The Family

The Family

Wednesday, November 6, 2013

Anxiety, Meet Baby #3

After having Rex, we were at a routine well baby visit when the doctor suggested that maybe I was experiencing some post partum depression, and suggested I speak to my doctor about it. I was insulted, I was pissed. I'm not sure why, but I just knew that I was not Depressed. I was a little weepy, but my hormones were plummeting, my baby was colicky and I was sleep deprived. I was not depressed. 

Turns out I was right, I wasn't depressed, I was anxious. I was full of anxiety over the new bundle of joy, and spent most of my time worrying about all the catastrophic things that could happen to him. I freaked out if I couldn't get the house cleaned properly each day, and spent a lot of my time wound up. It wasn't diagnosed then however. It wasn't until 12 months later after the birth of sweet little Abraham that I figured it out. I had developed some pretty severe OCD tendencies that all centered around the boy's stuff. From bottles and cups, to toys and puzzles, I was insane. Every piece that belonged to an item had to accompany it. If I lost a bottle cap, Lord have mercy. That bottle would be on its way to the trash bin if said bottle cap wasn't located ASAP. It was exhausting. It was probably frustrating as hell for my husband, though he never let on. (He's awesome) 

So, I decided to see a therapist, and was immediately diagnosed with Post Partum Anxiety. It was nice to know I wasn't alone, I wasn't crazy and all this insane behavior had a name. But it didn't make me hate it any less. I wasn't interested in taking anti anxiety medication, I wanted to be all natural with treatment. Boy was I a dummy. I took Zoloft, then decided it wasn't for me, went the natural 5HTP route and felt much better. Not perfect by any means, but I wasn't drowning anymore. I still had a fair amount of anxiety about the house and boys, but it was manageable and my OCD had all but taken a hike. 

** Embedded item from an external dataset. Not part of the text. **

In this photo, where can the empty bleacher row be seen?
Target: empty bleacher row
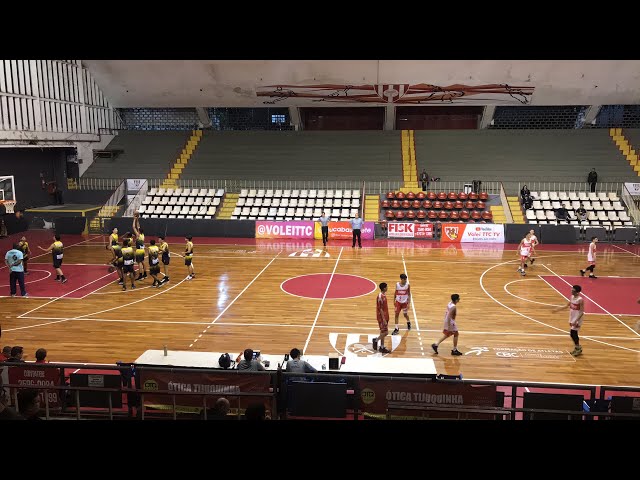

Fast forward to my third pregnancy. In the last few months I knew I didn't ever want to feel as stressed out and utterly helpless as I had after Abe was born. This time I would be prepared, I would enjoy every minute of having a new baby in the house. So I saw my therapist, started Zoloft again, and prepared for the arrival of sweet baby Oscar. I started the Zoloft about 2 weeks before he was set to arrive and it has been the best decision I have made yet as a mother. That person that couldn't stand to just sit on the couch with her first two children, now naps comfortably with arms wrapped tightly around her baby boy. I regularly choose nap with baby over bottle cleaning, laundry and bed making. It is glorious. I may be a little messier now, we may be left worrying 5 minutes before dinner needs to be on the table what on earth we will cook, but I am happier. I am zen. The hub's frustration may now be that I'm a slob, I don't really know.   I doubt it, but even if he is frustrated with his wife that is less than gung-ho to clean, o-well. This lady is loving her time with her babies now. And cherishing every minute, taking it all in. I will not be left feeling like O's first year was a blur, and I am so thankful for that. I wish I had known all of this before Rex was born, I'd have started my medicine before he arrived and maybe I'd feel less like I failed him in that first year. At least now I have the opportunity and a clear head to make up for it. I can be with all three of my boys and really enjoy my time. And that is an amazing blessing. 

Mommy/Baby Naptime. It's my favorite.